My father is a pathological liar. His family and my mother's were neighbors and she used to play with his sister Amy, my favorite aunt. She didn't really know my father very well, having never really talked to each other that much. His brothers hated my mom, and even fed crushed glass and ground hamburger to my mothers puppy, when she was about 12. They found it amusing when the little dog died, very painfully. My mother had a boyfriend named Gilbert. She and he are married now, how they got back together can be left for another day. But, he got her pregnant when he was 20 and she was 16. His parents decided that he didn't need a baby and sent him to college in another state, leaving her unwed, with a"bastard", as they called it. My father started in on my mother, telling her that he had cancer and so he was going to die. He said he would marry her, to give the little tyke or tykette a name so my mother and her child wouldn't be looked down upon, in their somewhat small town. Pretty noble, or so my mother thought. He would carry around an acordian folder with his all important "medical" files. When my mother married him, she looked through that folder and its contents included Mcdonalds reciepts, news paper ads and pieces of trash. He lied about EVERYTHING. He also never had a job. My mother was continuelly abused by him and molested. She had to sleep on a chair with a knife to protect herself from him. By 23 she had 4 small children. So, to support herself, she recently told me, she prostituted herself and stripped. Ashamed by this, she began to take drugs. My mom has had a very hard life. I hated her through out childhood, though, not understanding. I was pretty selfish, I can admit.

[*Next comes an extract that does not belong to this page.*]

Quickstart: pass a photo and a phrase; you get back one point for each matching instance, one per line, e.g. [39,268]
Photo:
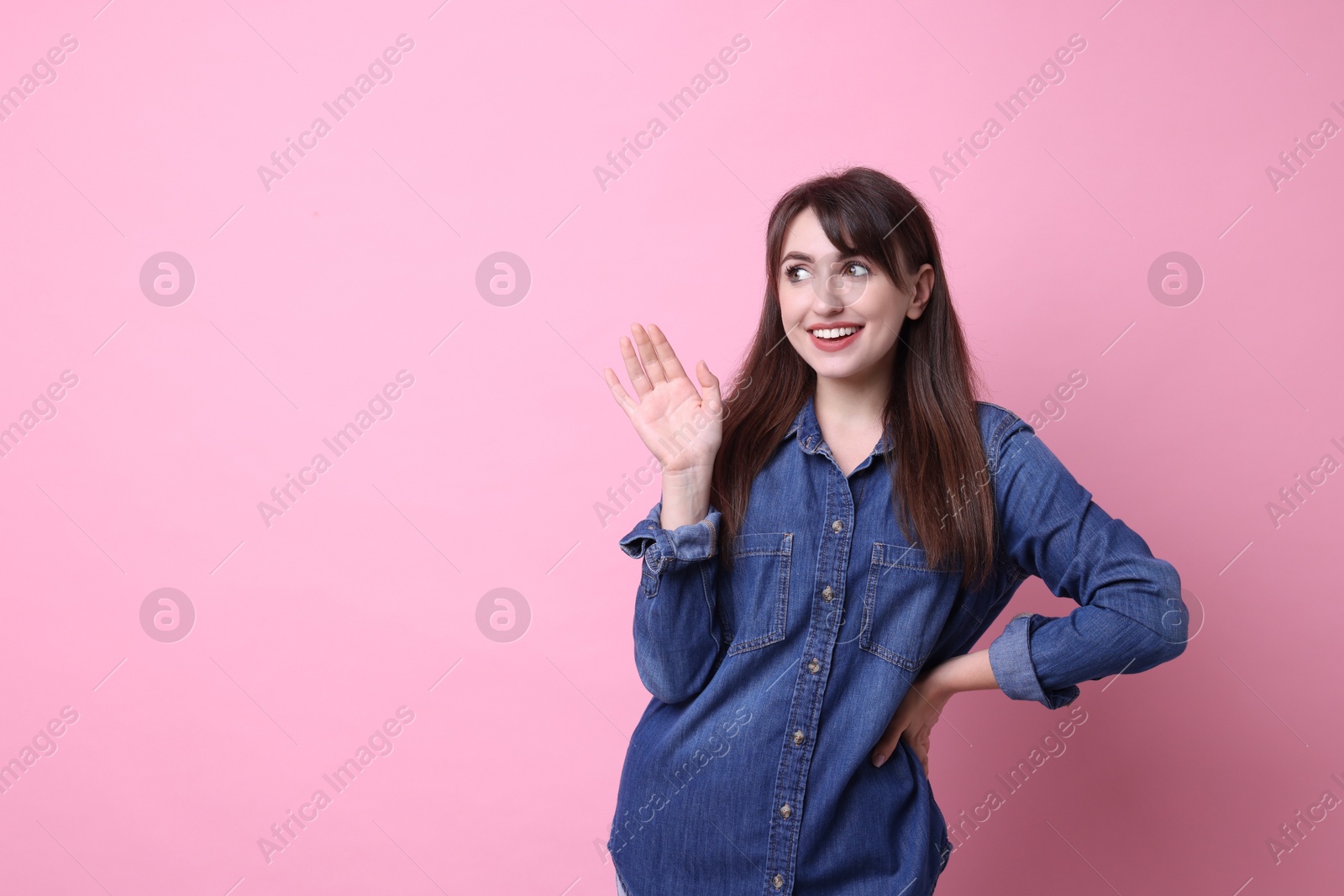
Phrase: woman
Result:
[804,614]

We moved out of my aunts house into a two bedroom apt. My mom was kind of seeing at indian man, and considering seeing French. Chris was living on his own, when he asked my mom to move back in. Then he ran into some people he never met before, his father's parents.

I still wonder why they got him in contact with his father, it seems so hypocritical to me. Sometimes I wish they never had, then maybe my brother might have had a chance, but then I consider the alternative, moving back in with French. I pick the latter.